You might have already stood and walked toward the car. It is so clean and orderly. The transit employee in the sharply-pressed black pants, longcoat, and the strange long wooden implement in her left hand smiles. It is easy to smile back. Step. Smile.
Longcoat! The longcoat! Transit employees don’t wear longcoats!
Step into the car that once was an ancient boat, poled forward on a river of all things ending. The transit employee smiles wider and asks for the coins that are her due.
Coins! You have no coins! Why don’t you listen?? ANSWER YOUR PHONE! Don’t ge–
The doors snap closed behind you like teeth. The car moves on.
I didn’t write anything last week, you might have noticed. My lack of writing was the subject of this weeks issue of Thursday!, the newsletter that comes out on Wednesday. You might like it. Why not take a look?
Part of the reason for it (and this part isn’t in the newsletter) is I think I’ve been pulling back from writing the truly creepy stories that come to mind.

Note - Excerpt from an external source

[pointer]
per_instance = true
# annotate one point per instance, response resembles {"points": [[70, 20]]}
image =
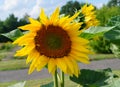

See, I wrote a book mostly for kids. The next couple of books you’re likely to see from me will be like unto the first as well. Writing poetry that will delight a kid (or even a big kid) requires a different mind set than you need to write a story like I wrote last week or today. I like writing stories that snarl a little bit, that creep and titter in the shadows. I like hauling those demons out and slapping them onto paper where we can get a good look at them. Maybe the world looks less horrible because of it.
This week’s story is a return to that. I’ll figure out how to do both. Part of the solution, no doubt, requires that I write the story in my head instead of the story I think might be “best”, whatever that means. I’m sure all you veteran authors are nodding your heads sagely, but this is still new to me! I’ll figure it out, though. Eventually.